In CNNs and GCNs, the constrained receptive field of an individual convolutional layer limits its efficiency in capturing information. Researchers have proposed various approaches to overcome these limitations. For example, Sharifi et al. [
44] proposed multi-scale CNNs that use patches of varying sizes to capture intricate spatial features. Sun et al. [
45] proposed a novel multi-scale weighted kernel network (MSWKNet) based on adaptive receptive fields to fully and adaptively explore multi-scale information in the spectral and spatial domains of HSI. Xue et al. [
46] introduced a network incorporating a multi-hop hierarchical GCN, which employs small kernels to extract node representations from k-hop graphs; the multi-hop graph is designed to systematically aggregate contextual information at multiple scales while avoiding the inclusion of redundant information. Yang et al. [
47] proposed a dynamic multi-scale graph dialogue network (DMSGer) classifier that learns pixel representations using a superpixel segmentation algorithm and metric learning. Although researchers have attempted to extract multi-scale information, such attempts are often limited to a single type of network, emphasizing either CNNs or GCNs; thus, clarifying the correlation between distant features in HSIs classification tasks and enhancing the capacity to extract multi-scale information while preserving the benefits of hybrid networks in extracting features at the pixel-level and superpixel-level, and avoiding the loss of spectral-spatial features caused by extracting multilayered contextual information, remain crucial tasks for research.

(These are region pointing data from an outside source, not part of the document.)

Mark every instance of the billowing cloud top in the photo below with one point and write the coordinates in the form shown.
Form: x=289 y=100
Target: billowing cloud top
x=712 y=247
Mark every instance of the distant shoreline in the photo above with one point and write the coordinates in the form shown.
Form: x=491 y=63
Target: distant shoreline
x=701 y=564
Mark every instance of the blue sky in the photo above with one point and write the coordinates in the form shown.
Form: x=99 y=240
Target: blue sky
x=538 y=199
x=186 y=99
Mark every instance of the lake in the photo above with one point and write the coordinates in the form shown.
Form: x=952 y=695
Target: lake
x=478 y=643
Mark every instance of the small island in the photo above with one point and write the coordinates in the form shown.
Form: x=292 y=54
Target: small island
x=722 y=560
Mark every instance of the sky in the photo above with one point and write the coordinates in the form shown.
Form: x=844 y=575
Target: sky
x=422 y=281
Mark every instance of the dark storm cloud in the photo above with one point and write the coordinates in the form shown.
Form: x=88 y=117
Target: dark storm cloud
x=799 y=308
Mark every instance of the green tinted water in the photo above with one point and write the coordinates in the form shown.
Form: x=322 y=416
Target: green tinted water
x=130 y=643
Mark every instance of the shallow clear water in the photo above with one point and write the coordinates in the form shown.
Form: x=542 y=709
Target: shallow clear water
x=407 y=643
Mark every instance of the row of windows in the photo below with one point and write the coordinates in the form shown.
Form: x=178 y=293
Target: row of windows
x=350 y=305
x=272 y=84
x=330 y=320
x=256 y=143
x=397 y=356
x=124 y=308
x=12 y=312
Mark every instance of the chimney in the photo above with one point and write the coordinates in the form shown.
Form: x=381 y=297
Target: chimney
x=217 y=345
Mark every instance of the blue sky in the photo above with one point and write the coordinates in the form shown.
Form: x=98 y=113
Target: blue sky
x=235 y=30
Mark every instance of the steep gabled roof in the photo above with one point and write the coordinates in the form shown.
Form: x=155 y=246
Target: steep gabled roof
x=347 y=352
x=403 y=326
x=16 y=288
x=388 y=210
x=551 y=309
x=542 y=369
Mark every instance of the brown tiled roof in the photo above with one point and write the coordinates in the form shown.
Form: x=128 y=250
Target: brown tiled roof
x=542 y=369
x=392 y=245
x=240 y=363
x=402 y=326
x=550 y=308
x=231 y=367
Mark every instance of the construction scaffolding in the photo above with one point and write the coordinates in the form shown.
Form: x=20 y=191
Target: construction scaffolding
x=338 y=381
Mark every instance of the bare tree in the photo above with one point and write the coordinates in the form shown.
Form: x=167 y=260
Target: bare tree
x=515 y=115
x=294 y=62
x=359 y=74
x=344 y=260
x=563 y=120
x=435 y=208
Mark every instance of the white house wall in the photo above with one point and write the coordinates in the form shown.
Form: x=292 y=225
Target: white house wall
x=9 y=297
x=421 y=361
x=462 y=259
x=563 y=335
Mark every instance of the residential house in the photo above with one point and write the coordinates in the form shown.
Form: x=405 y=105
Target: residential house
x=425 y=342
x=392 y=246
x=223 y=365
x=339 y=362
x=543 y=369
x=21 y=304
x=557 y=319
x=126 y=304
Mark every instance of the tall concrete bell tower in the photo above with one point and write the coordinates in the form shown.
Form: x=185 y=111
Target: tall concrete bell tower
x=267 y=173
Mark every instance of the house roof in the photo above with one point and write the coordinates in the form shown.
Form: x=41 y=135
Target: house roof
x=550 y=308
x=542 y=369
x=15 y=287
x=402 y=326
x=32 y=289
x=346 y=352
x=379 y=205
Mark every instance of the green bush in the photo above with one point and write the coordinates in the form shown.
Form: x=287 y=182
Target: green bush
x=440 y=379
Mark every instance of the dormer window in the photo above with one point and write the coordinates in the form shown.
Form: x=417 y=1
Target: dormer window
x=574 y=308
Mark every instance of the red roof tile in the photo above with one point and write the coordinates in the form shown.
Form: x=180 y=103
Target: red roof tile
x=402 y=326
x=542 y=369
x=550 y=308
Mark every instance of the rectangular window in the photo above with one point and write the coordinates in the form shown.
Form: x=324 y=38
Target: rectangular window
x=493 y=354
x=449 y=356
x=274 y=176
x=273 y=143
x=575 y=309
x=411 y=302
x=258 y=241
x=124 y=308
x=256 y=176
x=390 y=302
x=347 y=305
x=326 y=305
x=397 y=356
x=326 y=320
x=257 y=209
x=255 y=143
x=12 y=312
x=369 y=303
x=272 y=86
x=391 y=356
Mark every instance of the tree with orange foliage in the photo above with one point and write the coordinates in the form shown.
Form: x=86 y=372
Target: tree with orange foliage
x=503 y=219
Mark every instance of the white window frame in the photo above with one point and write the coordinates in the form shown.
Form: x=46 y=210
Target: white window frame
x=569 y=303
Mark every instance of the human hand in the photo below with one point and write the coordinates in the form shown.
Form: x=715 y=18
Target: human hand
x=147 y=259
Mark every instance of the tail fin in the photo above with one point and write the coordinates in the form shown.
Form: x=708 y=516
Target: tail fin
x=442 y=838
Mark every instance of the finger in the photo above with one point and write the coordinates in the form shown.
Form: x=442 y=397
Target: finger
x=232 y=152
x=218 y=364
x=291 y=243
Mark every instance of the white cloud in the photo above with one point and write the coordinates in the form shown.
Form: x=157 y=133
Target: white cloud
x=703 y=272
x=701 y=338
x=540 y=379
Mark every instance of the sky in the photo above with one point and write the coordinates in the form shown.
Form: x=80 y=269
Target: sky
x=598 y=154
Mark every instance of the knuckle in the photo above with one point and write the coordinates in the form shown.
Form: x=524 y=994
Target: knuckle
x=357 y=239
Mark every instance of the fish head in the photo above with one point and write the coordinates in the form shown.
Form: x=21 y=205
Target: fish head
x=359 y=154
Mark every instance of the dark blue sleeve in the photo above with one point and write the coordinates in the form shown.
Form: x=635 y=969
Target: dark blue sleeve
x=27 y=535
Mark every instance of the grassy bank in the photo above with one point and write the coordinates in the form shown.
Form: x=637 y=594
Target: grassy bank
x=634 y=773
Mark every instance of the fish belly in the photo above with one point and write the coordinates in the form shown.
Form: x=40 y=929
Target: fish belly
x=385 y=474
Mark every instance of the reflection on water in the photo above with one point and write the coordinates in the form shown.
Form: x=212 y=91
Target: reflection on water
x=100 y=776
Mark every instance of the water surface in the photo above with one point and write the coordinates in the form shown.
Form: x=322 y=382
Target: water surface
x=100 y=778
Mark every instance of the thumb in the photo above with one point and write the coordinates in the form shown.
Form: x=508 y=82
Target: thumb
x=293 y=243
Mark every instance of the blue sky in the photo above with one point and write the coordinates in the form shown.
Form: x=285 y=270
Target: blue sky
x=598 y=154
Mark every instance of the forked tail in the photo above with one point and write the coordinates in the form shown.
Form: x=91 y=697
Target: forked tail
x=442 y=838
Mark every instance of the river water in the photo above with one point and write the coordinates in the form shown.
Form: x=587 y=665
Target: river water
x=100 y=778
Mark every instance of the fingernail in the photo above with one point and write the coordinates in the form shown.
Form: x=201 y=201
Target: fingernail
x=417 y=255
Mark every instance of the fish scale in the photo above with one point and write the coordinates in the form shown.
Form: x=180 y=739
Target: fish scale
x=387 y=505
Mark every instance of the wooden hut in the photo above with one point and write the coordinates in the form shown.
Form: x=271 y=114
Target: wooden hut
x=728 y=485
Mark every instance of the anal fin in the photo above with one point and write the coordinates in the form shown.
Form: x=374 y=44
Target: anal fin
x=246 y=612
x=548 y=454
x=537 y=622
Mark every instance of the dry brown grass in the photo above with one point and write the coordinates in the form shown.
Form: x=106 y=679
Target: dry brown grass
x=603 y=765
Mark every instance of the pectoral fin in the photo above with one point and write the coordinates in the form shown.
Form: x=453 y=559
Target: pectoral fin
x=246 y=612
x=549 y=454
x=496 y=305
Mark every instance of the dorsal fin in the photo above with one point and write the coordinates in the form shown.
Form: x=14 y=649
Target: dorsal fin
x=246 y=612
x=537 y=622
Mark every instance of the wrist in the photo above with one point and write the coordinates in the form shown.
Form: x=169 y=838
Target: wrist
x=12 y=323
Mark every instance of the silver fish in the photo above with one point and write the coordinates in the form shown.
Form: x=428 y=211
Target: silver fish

Based on CNNs and GCNs, this paper proposes a multiscale pixel-level and superpixel-level method for HSI classification, abbreviated as MPAS. At the technical implementation level, we first designed two 1×1 convolutional layers to process the original HSI data. The processed data is then separately fed into branches one and two. In addition, branch one adopts a parallel multi-hop GCN (MGCN) and a normalization layer to extract multi-scale superpixel-level features. The second branch is the multiscale hybrid spectral–spatial attention convolution branch (HSSAC), in which the multiscale spectral–spatial CNN module (MSSC) is utilized to extract the multiscale spectral–spatial information and cross-path fusion to reduce the semantic information loss caused by fixed convolution kernels during feature extraction. Subsequently, this information is transmitted to the spectral–spatial attention module (SSAM) for adaptive feature weighting. Finally, the features from both branches are contacted for classification. This paper makes contributions in three primary aspects, summarized as follows:
This study proposes a novel feature extraction framework, MPAS, based on MGCN, MSSC, and SSAM. It combines multi-scale pixel-level CNN and superpixel-level GCN features to capture local and long-range contextual relationships effectively. MPAS ensures high training and inference speed while maintaining excellent classification performance in HSIs.
To overcome the narrow acceptance domain of traditional GCNs, which makes it difficult to capture the correlation between distant nodes in HSIs, we propose extracting superpixel features from neighboring nodes in large regions using multi-hop graphs. The network uses parallel multi-hop GCNs to improve the model’s ability to perceive global structures.
We propose MSSC to build parallel structures and establish cross-path fusion to realize the extraction, communication, and fusion of pixel-level information from different scale convolutional kernels, thus reducing unnecessary information loss during the convolution process. Finally, we utilize the SSAM module to improve the feature representation of the model while reducing the computational effort.